Nearly two weeks ago, the Vikings lost their star running back and a key offensive lineman.
However, Minnesota hasn’t lost a game in more than eight months.
Heading into their Monday night matchup with the New York Giants (2-1), the Vikings (3-0) qualify as one of the early surprises in the NFL. They topped the Tennessee Titans before earning surprise wins over the Green Bay Packers and Carolina Panthers despite an unimpressive offense that is now led by a quarterback who didn’t arrive in Minnesota until the preseason ended.
For these Vikings, it is not about offense. With running back Adrian Peterson gone and new signal-caller Sam Bradford doing just enough to move the ball, Minnesota is winning thanks to defense and special teams.
Coach Mike Zimmer — a defensive specialist during his six years as an assistant with the Bengals — has a defensive unit that heads into the Giants matchup averaging an NFL-best five sacks per game and is tied for second in interceptions.
The Vikings’ defensive unit insists it isn’t focusing on its own press clippings, instead doing its homework on the Giants and quarterback Eli Manning.
“We’ve got our hands full,” said Vikings defensive back Harrison Smith, who had a 35-yard touchdown return after intercepting Manning in late December when the Vikings won 49-17 — a Giants loss that all but sealed the fate of since-dismissed former coach Tom Coughlin. “They’ve got a bunch of very talented receivers that pop out on film, so there’s definitely a lot to do this week. Anytime you play a quarterback like that, it challenges you.”
Last year, the teams played outdoors on a cold winter night in Minnesota. This year, the Vikings’ sparkling new U.S. Bank Stadium is the site, and conditions will be perfect under the glass roof.
The Giants’ three-headed tandem of wideouts is sure to test the Minnesota defense on the turf, with rookie Sterling Shepard joining Victor Cruz and Odell Beckham Jr. as deep threats. Shepard, a second-round pick from Oklahoma, caught five passes last week, including his second pro touchdown.
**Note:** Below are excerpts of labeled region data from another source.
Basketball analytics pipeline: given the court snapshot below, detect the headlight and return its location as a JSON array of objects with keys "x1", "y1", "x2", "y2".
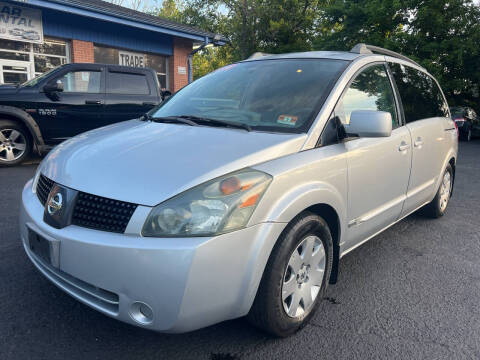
[
  {"x1": 142, "y1": 169, "x2": 272, "y2": 237},
  {"x1": 32, "y1": 163, "x2": 42, "y2": 194}
]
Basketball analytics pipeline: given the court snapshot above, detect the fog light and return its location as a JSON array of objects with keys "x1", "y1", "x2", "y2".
[{"x1": 130, "y1": 301, "x2": 153, "y2": 325}]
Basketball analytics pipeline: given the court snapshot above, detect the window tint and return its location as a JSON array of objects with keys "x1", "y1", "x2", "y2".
[
  {"x1": 390, "y1": 64, "x2": 448, "y2": 123},
  {"x1": 58, "y1": 71, "x2": 102, "y2": 93},
  {"x1": 107, "y1": 72, "x2": 150, "y2": 95},
  {"x1": 335, "y1": 65, "x2": 398, "y2": 128}
]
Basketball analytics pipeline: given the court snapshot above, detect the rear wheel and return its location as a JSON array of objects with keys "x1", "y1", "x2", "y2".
[
  {"x1": 0, "y1": 120, "x2": 32, "y2": 166},
  {"x1": 425, "y1": 164, "x2": 453, "y2": 218},
  {"x1": 248, "y1": 212, "x2": 333, "y2": 337}
]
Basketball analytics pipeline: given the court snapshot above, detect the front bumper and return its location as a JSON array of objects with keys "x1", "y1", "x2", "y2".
[{"x1": 20, "y1": 181, "x2": 286, "y2": 332}]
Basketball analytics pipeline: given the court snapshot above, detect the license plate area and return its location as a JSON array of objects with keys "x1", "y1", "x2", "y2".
[{"x1": 28, "y1": 228, "x2": 60, "y2": 268}]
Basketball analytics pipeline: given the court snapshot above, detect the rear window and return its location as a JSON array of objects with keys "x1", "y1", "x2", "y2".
[
  {"x1": 390, "y1": 63, "x2": 448, "y2": 123},
  {"x1": 107, "y1": 72, "x2": 150, "y2": 95}
]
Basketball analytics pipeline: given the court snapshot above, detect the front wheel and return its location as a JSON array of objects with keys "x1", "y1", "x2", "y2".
[
  {"x1": 0, "y1": 120, "x2": 32, "y2": 166},
  {"x1": 425, "y1": 164, "x2": 453, "y2": 218},
  {"x1": 248, "y1": 212, "x2": 333, "y2": 337}
]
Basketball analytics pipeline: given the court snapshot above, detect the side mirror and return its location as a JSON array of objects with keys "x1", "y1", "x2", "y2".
[
  {"x1": 160, "y1": 90, "x2": 172, "y2": 101},
  {"x1": 345, "y1": 110, "x2": 392, "y2": 137},
  {"x1": 43, "y1": 80, "x2": 63, "y2": 93}
]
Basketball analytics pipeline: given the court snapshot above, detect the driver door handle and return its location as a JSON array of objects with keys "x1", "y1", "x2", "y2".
[
  {"x1": 413, "y1": 137, "x2": 423, "y2": 148},
  {"x1": 398, "y1": 141, "x2": 410, "y2": 152},
  {"x1": 85, "y1": 100, "x2": 103, "y2": 105}
]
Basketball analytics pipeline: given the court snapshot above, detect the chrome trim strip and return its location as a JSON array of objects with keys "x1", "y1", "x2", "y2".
[
  {"x1": 348, "y1": 195, "x2": 407, "y2": 227},
  {"x1": 407, "y1": 178, "x2": 437, "y2": 199},
  {"x1": 340, "y1": 201, "x2": 429, "y2": 258}
]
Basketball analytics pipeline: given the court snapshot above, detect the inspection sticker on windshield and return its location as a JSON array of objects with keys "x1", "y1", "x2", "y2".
[{"x1": 277, "y1": 115, "x2": 298, "y2": 126}]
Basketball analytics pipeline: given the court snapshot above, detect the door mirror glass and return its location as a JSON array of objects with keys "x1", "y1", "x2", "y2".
[
  {"x1": 43, "y1": 80, "x2": 63, "y2": 93},
  {"x1": 160, "y1": 90, "x2": 172, "y2": 100},
  {"x1": 344, "y1": 110, "x2": 392, "y2": 137}
]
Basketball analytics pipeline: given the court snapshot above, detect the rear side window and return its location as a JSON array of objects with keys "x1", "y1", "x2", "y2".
[
  {"x1": 57, "y1": 71, "x2": 102, "y2": 94},
  {"x1": 107, "y1": 72, "x2": 150, "y2": 95},
  {"x1": 390, "y1": 63, "x2": 448, "y2": 123}
]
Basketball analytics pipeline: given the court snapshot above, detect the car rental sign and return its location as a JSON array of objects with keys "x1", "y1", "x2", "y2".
[{"x1": 0, "y1": 2, "x2": 43, "y2": 43}]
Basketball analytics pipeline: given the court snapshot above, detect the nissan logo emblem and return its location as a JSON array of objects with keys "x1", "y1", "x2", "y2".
[{"x1": 47, "y1": 192, "x2": 63, "y2": 215}]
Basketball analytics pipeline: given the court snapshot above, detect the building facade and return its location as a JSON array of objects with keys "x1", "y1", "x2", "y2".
[{"x1": 0, "y1": 0, "x2": 224, "y2": 92}]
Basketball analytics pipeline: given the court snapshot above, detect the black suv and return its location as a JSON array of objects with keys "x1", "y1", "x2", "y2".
[
  {"x1": 450, "y1": 106, "x2": 480, "y2": 141},
  {"x1": 0, "y1": 63, "x2": 162, "y2": 165}
]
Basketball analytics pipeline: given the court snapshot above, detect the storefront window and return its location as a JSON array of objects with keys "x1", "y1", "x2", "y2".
[
  {"x1": 33, "y1": 40, "x2": 67, "y2": 75},
  {"x1": 95, "y1": 45, "x2": 168, "y2": 89},
  {"x1": 0, "y1": 39, "x2": 69, "y2": 84}
]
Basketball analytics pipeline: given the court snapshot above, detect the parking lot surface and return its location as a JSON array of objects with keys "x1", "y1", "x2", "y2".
[{"x1": 0, "y1": 140, "x2": 480, "y2": 360}]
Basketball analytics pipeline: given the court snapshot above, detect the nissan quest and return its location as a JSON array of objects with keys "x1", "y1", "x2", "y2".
[{"x1": 20, "y1": 44, "x2": 458, "y2": 337}]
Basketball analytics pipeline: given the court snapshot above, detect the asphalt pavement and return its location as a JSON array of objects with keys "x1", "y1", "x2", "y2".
[{"x1": 0, "y1": 140, "x2": 480, "y2": 360}]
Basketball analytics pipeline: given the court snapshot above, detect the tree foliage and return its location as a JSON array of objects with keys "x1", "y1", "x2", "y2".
[{"x1": 151, "y1": 0, "x2": 480, "y2": 112}]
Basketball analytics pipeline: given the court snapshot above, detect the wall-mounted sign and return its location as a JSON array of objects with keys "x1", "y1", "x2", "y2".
[
  {"x1": 118, "y1": 50, "x2": 145, "y2": 67},
  {"x1": 0, "y1": 2, "x2": 43, "y2": 43}
]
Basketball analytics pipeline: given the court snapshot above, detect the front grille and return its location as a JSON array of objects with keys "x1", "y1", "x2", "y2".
[
  {"x1": 72, "y1": 192, "x2": 137, "y2": 233},
  {"x1": 37, "y1": 175, "x2": 54, "y2": 206}
]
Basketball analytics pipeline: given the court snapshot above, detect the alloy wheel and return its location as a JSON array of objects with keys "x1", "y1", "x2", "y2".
[
  {"x1": 0, "y1": 129, "x2": 27, "y2": 162},
  {"x1": 282, "y1": 235, "x2": 326, "y2": 318}
]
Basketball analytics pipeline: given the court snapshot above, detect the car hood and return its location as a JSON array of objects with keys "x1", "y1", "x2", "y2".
[{"x1": 41, "y1": 120, "x2": 306, "y2": 206}]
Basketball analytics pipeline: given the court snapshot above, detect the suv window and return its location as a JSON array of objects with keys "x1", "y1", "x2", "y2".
[
  {"x1": 107, "y1": 72, "x2": 150, "y2": 95},
  {"x1": 335, "y1": 64, "x2": 398, "y2": 128},
  {"x1": 390, "y1": 63, "x2": 448, "y2": 123},
  {"x1": 58, "y1": 70, "x2": 102, "y2": 94}
]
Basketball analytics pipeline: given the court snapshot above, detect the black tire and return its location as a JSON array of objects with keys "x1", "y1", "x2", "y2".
[
  {"x1": 423, "y1": 164, "x2": 453, "y2": 219},
  {"x1": 248, "y1": 212, "x2": 333, "y2": 337},
  {"x1": 0, "y1": 119, "x2": 32, "y2": 166}
]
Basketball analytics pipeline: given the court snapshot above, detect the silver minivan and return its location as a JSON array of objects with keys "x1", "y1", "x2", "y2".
[{"x1": 20, "y1": 44, "x2": 458, "y2": 336}]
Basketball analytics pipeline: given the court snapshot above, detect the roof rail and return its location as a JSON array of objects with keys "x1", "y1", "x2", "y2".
[
  {"x1": 248, "y1": 52, "x2": 272, "y2": 60},
  {"x1": 350, "y1": 43, "x2": 423, "y2": 68}
]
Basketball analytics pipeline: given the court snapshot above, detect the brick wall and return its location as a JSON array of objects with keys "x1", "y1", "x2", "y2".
[
  {"x1": 72, "y1": 40, "x2": 94, "y2": 63},
  {"x1": 168, "y1": 38, "x2": 193, "y2": 92}
]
While Peterson’s absence means that the Giants run defense will get a potential break, there are sudden question marks in the New York backfield as well.
In a 29-27 home loss to the Washington Redskins last Sunday, New York running back Shane Vereen was lost, likely for the season, to a triceps injury. That means the Vikings won’t be the only team with a “running back by committee” approach.
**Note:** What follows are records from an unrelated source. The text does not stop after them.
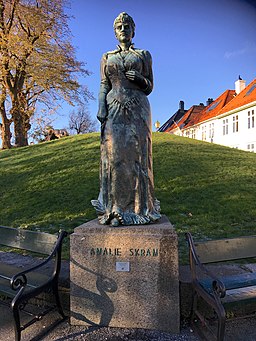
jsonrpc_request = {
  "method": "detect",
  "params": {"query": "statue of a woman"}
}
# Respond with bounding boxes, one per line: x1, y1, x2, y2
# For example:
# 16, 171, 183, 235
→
92, 13, 161, 226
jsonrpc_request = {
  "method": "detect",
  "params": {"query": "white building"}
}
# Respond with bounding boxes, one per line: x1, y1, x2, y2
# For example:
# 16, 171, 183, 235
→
160, 77, 256, 152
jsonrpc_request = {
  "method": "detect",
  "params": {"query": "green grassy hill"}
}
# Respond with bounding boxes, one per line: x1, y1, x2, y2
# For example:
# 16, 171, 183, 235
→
0, 133, 256, 260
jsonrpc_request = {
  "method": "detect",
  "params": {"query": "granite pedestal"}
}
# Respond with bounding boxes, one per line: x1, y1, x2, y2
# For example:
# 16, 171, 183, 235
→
70, 216, 180, 333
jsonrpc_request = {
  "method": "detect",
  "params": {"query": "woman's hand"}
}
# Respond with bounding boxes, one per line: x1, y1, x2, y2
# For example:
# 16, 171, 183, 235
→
97, 108, 108, 123
125, 70, 144, 82
125, 70, 148, 89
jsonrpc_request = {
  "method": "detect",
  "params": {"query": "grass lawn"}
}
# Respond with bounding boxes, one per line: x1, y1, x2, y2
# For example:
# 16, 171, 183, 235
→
0, 133, 256, 262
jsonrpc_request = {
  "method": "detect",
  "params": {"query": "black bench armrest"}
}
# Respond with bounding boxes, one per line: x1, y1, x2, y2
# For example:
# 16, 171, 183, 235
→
185, 232, 226, 298
10, 231, 68, 290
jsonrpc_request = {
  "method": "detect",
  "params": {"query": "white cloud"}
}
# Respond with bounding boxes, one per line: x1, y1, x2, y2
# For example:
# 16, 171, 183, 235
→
224, 42, 256, 59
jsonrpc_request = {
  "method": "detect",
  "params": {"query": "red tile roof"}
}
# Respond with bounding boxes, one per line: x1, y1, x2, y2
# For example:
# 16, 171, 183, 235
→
178, 90, 235, 128
219, 78, 256, 115
166, 79, 256, 132
166, 105, 205, 132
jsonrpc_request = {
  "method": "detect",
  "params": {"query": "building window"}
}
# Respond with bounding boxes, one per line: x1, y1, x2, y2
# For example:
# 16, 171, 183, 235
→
248, 110, 255, 129
247, 143, 254, 153
233, 115, 238, 133
209, 123, 214, 140
223, 118, 228, 135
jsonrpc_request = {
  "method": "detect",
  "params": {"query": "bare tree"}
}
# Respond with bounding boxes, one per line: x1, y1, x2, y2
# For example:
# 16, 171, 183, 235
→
69, 105, 97, 134
0, 0, 91, 148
The Giants’ Orleans Darkwa and the Vikings’ Jerick McKinnon aren’t the running backs one would normally expect to delight a national TV audience, but both teams will battle with what they have.
“Orleans always runs hard,” Giants guard Justin Pugh said. “Even going back to last year, he puts his head down and he’s going to get some yards. I’m excited for him to get the opportunity. That’s huge, that’s something that you dream about, to be the starting running back. He’s going to have his chance on ‘Monday Night Football.'”
In addition to Manning’s two interceptions during the Washington loss, the Giants’ other glaring issue was penalties. New York was flagged 11 times for 128 yards, a trend that first-year coach Ben McAdoo knows cannot continue.
“We knew (the referees) were going to throw the flags, and throw them early and often,” McAdoo said. “We need to be a more disciplined football team, and we’ll get that fixed.
“Yes it’s disappointing. We need to be better than that, we are better than that, we need to address it this week, and we’re going to fix it.”
The Vikings had similar troubles in their only other home game, a 17-14 win over the Packers in Week 2, when they were penalized 13 times for 137 yards. That was an error Zimmer vowed to correct as the season goes along.
For non-division rivals, there is plenty of recent history between the Giants and Vikings. The Monday game will be the 12th regular-season meeting in the past 16 seasons. Perhaps the most famous Vikings-Giants matchup determined the 2001 NFC title, when New York advanced to the Super Bowl via a 41-0 blowout of Minnesota in the Meadowlands.
“They’re playing good football,” Manning said of the Vikings. “We’ll have to see if we can get back on track and play some better football.”